From further discussion, we're thinking about going with a representation of execution structure as follows:

• A phase consists of a sequence of one or more subphases - its execution time is the sum of the execution times of the subphases
• A subphase consists of a set of one or more concurrent components - its execution time is a slightly finicky combination of sums and maxes TBD
• A component may do one or more iterations of work - its execution time is roughly the sum of all the contained work

[PhilMiller]

For the first-pass implementation, we'll ignore components and iterations entirely, flattening to just phases and subphases

[PhilMiller]

Pushed some initial code with indirection to the NaivePersistence model on a 582-model-loads branch. It's applied for greedy and hierarchical right now, since those were easiest to modify - just one spot, it seemed.

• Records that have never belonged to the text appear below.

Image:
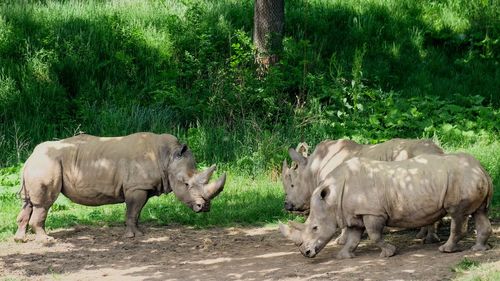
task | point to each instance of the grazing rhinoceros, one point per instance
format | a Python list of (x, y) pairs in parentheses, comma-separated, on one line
[(301, 179), (367, 194), (95, 171)]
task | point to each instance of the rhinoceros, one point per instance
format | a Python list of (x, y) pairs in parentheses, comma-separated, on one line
[(367, 194), (94, 171), (301, 179)]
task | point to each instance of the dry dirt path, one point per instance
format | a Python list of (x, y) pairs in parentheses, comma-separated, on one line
[(183, 253)]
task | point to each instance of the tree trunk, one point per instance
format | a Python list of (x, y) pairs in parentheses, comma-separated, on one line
[(268, 30)]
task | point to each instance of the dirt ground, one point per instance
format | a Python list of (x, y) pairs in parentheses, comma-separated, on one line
[(183, 253)]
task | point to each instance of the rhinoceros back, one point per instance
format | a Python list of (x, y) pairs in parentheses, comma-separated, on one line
[(98, 170), (415, 192)]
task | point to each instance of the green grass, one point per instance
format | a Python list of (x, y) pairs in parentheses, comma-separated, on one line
[(402, 69), (246, 200), (470, 270)]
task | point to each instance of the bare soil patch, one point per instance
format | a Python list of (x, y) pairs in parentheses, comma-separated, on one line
[(236, 253)]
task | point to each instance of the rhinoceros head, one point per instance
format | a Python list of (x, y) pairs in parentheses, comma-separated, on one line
[(190, 186), (295, 182), (319, 228)]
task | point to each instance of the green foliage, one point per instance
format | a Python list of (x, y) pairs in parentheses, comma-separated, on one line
[(464, 265), (482, 272), (368, 70)]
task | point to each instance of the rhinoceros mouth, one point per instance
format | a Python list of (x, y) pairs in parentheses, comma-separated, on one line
[(200, 208)]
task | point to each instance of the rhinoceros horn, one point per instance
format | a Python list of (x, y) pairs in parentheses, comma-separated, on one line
[(214, 188), (284, 169), (297, 157), (205, 176), (291, 232)]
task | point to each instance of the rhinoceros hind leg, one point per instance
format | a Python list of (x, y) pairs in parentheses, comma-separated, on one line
[(422, 232), (375, 226), (431, 236), (483, 227), (456, 233), (342, 239), (22, 222), (37, 223), (135, 201), (352, 237)]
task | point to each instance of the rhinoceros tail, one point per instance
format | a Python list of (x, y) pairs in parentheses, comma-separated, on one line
[(23, 193), (490, 189)]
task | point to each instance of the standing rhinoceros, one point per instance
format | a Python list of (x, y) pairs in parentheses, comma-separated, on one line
[(367, 194), (300, 180), (95, 171)]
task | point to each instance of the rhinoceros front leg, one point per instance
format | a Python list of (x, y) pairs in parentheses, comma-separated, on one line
[(483, 227), (375, 226), (352, 237), (22, 222), (342, 239), (429, 233), (456, 233), (135, 201)]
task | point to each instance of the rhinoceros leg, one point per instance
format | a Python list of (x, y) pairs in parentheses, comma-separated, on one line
[(22, 222), (135, 201), (352, 237), (456, 233), (422, 232), (431, 236), (375, 227), (483, 227), (342, 239), (37, 222)]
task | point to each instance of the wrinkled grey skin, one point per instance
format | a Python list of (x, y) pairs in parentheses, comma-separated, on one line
[(96, 171), (300, 180), (364, 194)]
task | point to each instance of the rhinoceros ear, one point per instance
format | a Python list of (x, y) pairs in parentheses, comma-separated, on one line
[(303, 149), (324, 192), (180, 151), (284, 169), (297, 157)]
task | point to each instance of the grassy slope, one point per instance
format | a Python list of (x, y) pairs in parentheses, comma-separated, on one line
[(112, 68), (245, 200)]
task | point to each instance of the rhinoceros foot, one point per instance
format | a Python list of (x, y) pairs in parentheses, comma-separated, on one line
[(342, 239), (431, 238), (422, 233), (388, 251), (479, 247), (345, 255), (44, 239), (20, 239), (131, 233), (448, 248)]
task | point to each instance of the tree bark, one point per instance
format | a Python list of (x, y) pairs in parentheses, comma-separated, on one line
[(268, 30)]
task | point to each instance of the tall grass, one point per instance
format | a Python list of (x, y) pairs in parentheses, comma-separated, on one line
[(368, 70)]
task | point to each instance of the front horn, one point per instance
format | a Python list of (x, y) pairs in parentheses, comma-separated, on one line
[(214, 188)]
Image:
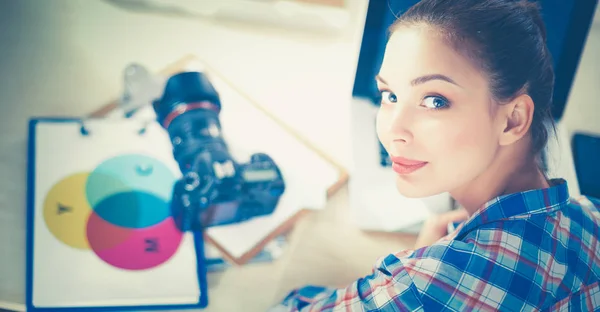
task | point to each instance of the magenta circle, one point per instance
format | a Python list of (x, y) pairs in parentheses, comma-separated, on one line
[(133, 249)]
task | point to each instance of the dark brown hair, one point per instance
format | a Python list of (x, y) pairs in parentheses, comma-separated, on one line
[(504, 38)]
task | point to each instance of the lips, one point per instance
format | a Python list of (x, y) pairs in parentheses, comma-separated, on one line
[(405, 166)]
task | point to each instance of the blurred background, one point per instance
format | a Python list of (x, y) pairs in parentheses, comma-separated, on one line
[(301, 59)]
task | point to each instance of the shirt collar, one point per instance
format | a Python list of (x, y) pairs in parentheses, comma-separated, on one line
[(520, 204)]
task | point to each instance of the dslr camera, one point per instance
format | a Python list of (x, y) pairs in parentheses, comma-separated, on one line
[(214, 188)]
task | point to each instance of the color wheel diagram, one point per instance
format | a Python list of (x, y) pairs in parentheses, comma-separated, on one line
[(120, 211)]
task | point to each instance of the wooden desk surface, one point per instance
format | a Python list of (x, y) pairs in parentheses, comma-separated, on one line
[(325, 248)]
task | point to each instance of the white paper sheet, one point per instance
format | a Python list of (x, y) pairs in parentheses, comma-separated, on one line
[(87, 254)]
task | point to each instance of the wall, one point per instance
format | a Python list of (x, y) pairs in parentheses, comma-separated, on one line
[(583, 108)]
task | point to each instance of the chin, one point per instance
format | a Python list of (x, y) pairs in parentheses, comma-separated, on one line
[(411, 189)]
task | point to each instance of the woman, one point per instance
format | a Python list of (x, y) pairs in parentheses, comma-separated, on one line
[(465, 101)]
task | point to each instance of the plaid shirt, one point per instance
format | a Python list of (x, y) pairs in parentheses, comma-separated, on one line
[(535, 250)]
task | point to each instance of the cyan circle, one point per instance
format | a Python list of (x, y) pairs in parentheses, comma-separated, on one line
[(129, 173), (134, 210)]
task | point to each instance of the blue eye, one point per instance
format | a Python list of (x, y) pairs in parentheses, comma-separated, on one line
[(388, 97), (435, 102)]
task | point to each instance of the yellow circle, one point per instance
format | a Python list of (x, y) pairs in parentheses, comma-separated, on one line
[(66, 211)]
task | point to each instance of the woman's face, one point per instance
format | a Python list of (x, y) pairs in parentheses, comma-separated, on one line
[(436, 118)]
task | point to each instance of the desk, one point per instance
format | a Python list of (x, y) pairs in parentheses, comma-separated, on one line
[(325, 248), (70, 62)]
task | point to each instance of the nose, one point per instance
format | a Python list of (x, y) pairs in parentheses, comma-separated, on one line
[(400, 125)]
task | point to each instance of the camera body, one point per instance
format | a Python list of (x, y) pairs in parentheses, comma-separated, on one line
[(214, 189)]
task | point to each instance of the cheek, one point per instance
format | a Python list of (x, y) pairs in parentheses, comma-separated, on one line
[(382, 126), (466, 143)]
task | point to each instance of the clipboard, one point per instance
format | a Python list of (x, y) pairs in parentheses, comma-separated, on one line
[(81, 255), (223, 237)]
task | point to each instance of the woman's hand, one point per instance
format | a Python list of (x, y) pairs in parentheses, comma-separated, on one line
[(436, 226)]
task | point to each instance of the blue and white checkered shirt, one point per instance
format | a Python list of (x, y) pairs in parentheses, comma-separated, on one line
[(535, 250)]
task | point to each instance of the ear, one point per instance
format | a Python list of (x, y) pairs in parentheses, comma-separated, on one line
[(518, 116)]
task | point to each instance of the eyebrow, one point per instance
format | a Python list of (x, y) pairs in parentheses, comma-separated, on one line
[(424, 79)]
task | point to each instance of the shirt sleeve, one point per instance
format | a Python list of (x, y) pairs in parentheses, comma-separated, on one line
[(388, 287)]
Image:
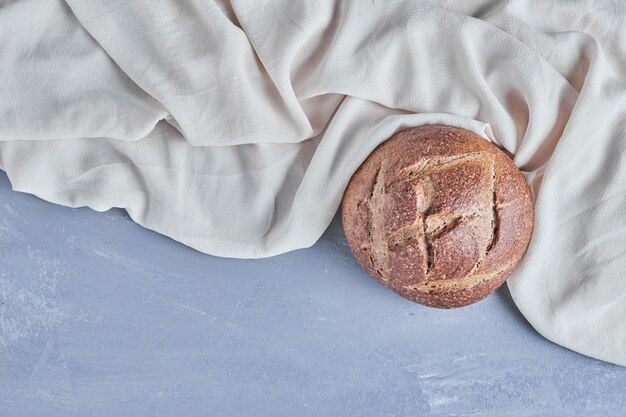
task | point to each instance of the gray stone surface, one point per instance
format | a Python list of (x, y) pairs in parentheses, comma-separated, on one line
[(100, 317)]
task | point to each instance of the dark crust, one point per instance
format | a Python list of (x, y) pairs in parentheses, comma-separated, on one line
[(439, 215)]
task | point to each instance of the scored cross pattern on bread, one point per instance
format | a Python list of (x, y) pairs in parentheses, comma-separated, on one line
[(423, 215)]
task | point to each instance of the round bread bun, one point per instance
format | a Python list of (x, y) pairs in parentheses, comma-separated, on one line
[(439, 215)]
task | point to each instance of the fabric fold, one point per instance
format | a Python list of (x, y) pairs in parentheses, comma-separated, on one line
[(234, 126)]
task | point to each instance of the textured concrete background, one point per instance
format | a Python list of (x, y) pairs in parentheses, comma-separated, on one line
[(100, 317)]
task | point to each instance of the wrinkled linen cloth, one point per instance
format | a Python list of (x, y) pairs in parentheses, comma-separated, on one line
[(234, 126)]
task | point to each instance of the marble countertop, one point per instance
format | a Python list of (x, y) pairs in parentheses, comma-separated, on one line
[(100, 317)]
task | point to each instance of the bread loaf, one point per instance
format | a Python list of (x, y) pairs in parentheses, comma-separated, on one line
[(439, 215)]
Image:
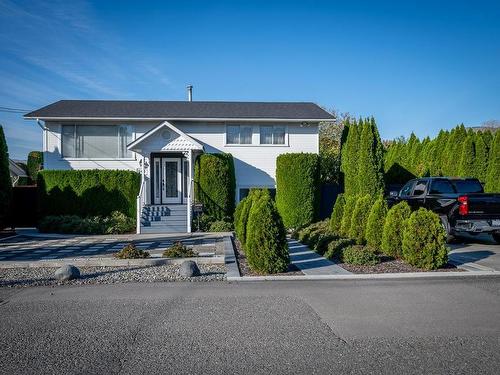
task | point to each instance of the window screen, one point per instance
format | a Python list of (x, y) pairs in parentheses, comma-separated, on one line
[(96, 141)]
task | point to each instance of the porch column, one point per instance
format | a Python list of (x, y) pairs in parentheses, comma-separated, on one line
[(190, 192)]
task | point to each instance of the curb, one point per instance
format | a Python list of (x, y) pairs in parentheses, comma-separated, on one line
[(375, 276), (108, 262)]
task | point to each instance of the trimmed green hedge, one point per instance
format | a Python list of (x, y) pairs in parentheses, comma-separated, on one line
[(5, 181), (266, 248), (297, 192), (215, 184), (87, 192), (424, 240)]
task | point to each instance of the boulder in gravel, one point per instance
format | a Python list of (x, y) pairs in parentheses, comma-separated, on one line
[(67, 272), (189, 268)]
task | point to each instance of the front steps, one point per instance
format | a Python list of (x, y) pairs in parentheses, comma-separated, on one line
[(164, 218)]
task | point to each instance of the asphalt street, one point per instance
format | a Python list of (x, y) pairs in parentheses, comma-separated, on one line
[(431, 326)]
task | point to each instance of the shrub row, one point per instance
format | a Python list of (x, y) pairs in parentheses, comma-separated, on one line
[(418, 237), (215, 184), (117, 223), (261, 232), (87, 192)]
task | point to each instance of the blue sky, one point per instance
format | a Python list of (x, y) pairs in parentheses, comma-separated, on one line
[(416, 66)]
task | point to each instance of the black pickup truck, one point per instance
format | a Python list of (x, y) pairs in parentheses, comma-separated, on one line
[(461, 203)]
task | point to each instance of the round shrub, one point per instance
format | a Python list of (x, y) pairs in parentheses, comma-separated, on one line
[(392, 236), (266, 248), (359, 256), (359, 219), (215, 184), (297, 193), (350, 203), (375, 224), (220, 226), (424, 240), (338, 210)]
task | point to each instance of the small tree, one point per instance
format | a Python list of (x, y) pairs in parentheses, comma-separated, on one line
[(266, 247), (338, 210), (375, 224), (392, 236), (359, 218), (5, 181), (493, 176), (34, 164), (424, 240), (350, 203)]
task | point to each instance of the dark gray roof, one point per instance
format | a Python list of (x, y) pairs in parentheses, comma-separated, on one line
[(177, 109)]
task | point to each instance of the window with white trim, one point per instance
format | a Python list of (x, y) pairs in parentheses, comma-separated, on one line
[(96, 141), (272, 135), (239, 134)]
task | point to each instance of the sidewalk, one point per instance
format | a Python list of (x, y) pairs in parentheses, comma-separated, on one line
[(311, 263)]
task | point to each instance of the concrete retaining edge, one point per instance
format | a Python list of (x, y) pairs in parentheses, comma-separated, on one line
[(108, 262), (376, 276)]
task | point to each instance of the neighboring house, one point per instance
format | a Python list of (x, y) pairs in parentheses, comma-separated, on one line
[(16, 172), (161, 139)]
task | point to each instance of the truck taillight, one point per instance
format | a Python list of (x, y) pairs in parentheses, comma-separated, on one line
[(463, 208)]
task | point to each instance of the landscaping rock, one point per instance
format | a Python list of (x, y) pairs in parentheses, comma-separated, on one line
[(189, 268), (67, 272)]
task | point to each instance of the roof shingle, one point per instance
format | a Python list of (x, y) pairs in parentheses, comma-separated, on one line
[(180, 109)]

I'll next substitute a model that also adds an imputed overhead per message received, to account for the costs that we're observing in practice, so that we can benchmark with the LB strategy getting a clearer practical view of the loads.

[PhilMiller]

That branch, along with a rebase onto beta.5 on 582-model-loads-beta5-rebase, now has a rough cut of the immediately relevant functionality - the naive model looks for messages to objects it knows about, and adds a millisecond to the reported workload for each message they received.

[PhilMiller]

That should be enough to run an application benchmark and see if this mitigates the problem of light objects that receive lots of messages being mis-assigned.

[lifflander]

Should we create a pull request for this modeling loads so this doesn't get lost?